BigQuery Execute

This Snap allows you to execute queries on BigQuery easily leveraging the jobs and query APIs.

Overview

This Snap allows you to execute queries on BigQuery easily leveraging the jobs and query APIs. This Snap works only with single queries. A complete list of supported queries as well as examples are documented here: https://cloud.google.com/bigquery/query-reference.
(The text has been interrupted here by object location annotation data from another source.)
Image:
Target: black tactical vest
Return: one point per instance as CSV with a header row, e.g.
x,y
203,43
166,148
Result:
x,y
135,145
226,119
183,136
  • Expected upstream Snaps: [None]
  • Expected downstream Snaps: The Snap will output one document for every record retrieved, hence any document processing Snap can be used downstream. Mapper or any other application where the data returned from the query needs to be written to are examples.
  • Expected input: [None]
  • Expected output: Document for each record retrieved. Special types such as TIMESTAMP, TIME are converted into SnapLogic internal date type representations which then can be consumed by downstream Snaps just like any other data type.
Important:

Snaps in Google BigQuery Snap Pack

  • Write datetime values to the database tables, always in UTC format.
  • Convert any non-UTC values in the incoming data to UTC before writing them.
  • Consider datetime values without the time zone mentioned, as in UTC.

So, ensure that you include the time zone in all the datetime values that you load into Google BigQuery tables using this Snap.

For example: "2020-08-29T18:38:07.370 America/Los_Angeles", "2020-09-11T10:05:14.000-07:00", "2020-09-11T17:05:14.000Z"

Prerequisites

[None]

Known Issues

Google BigQuery does not support very large exponential values—larger than EXP(700). So, while displaying values of such high exponential order in the validation preview, this Snap routes to the error view, and displays the following error:

"Data conversion failed for field f0_(FLOAT) of value Infinity."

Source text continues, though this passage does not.